Keep in touch with each other and sincerely care about what's going on in your sibling's life.
4. Your children need a good relationship with their aunts and uncles
Your siblings can bring a lot of joy into your family. It will be difficult for your children to fully enjoy their aunts and uncles if they sense friction. Don't ruin what can be a beautiful relationship between your children and your siblings. Having aunts, uncles and cousins who care is significantly important to children, no matter the age.
Plan events where you and your children can be with your siblings and their children. Let them feel the security being loved by these dear relatives can bring. They may be the very ones who help your child through a difficult time when you simply can't handle it.
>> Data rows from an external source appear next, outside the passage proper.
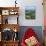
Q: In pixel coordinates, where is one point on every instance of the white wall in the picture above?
(22, 3)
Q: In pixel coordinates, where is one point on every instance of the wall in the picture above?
(38, 30)
(22, 4)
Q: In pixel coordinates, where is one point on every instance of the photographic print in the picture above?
(30, 12)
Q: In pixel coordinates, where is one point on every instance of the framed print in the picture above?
(30, 12)
(5, 12)
(13, 20)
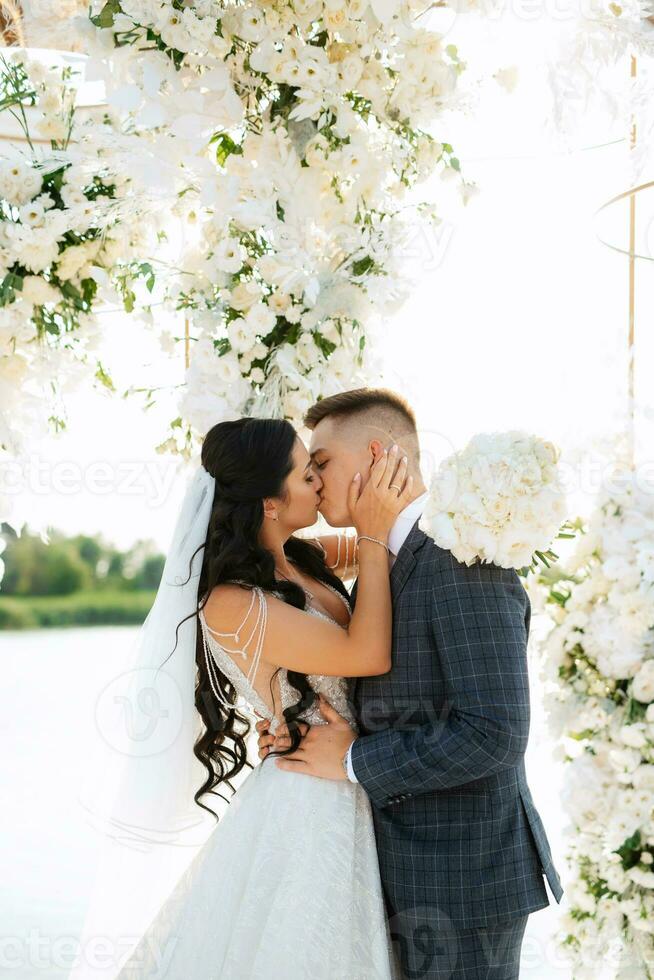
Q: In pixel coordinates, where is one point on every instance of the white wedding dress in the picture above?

5. It will bring peace into your life
An older man told how much he valued the loving friendship he had with his two elder brothers. They spoke almost weekly on the phone, sharing in each other's struggles and accomplishments. They were not always this close, but at one point he decided to deepen the relationship by initiating the calls. The brothers welcomed these conversations. He was near his brothers when each passed away from terminal illnesses. It brought a sweet peacefulness into his life that he may have missed had he not started the calls.
Call your siblings. Be interested in what they're doing. Chances are, as their children grow and have their own families, they feel lonely at times and could use a good listening ear from someone who genuinely cares.
Regarding sibling relationships, Clara Ortega sums it up well: "To the outside world, we all grow old. But not to brothers and sisters. We know each other as we always were. We know each other's hearts. We share private family jokes. We remember family feuds and secrets, family griefs and joys. We live outside the touch of time."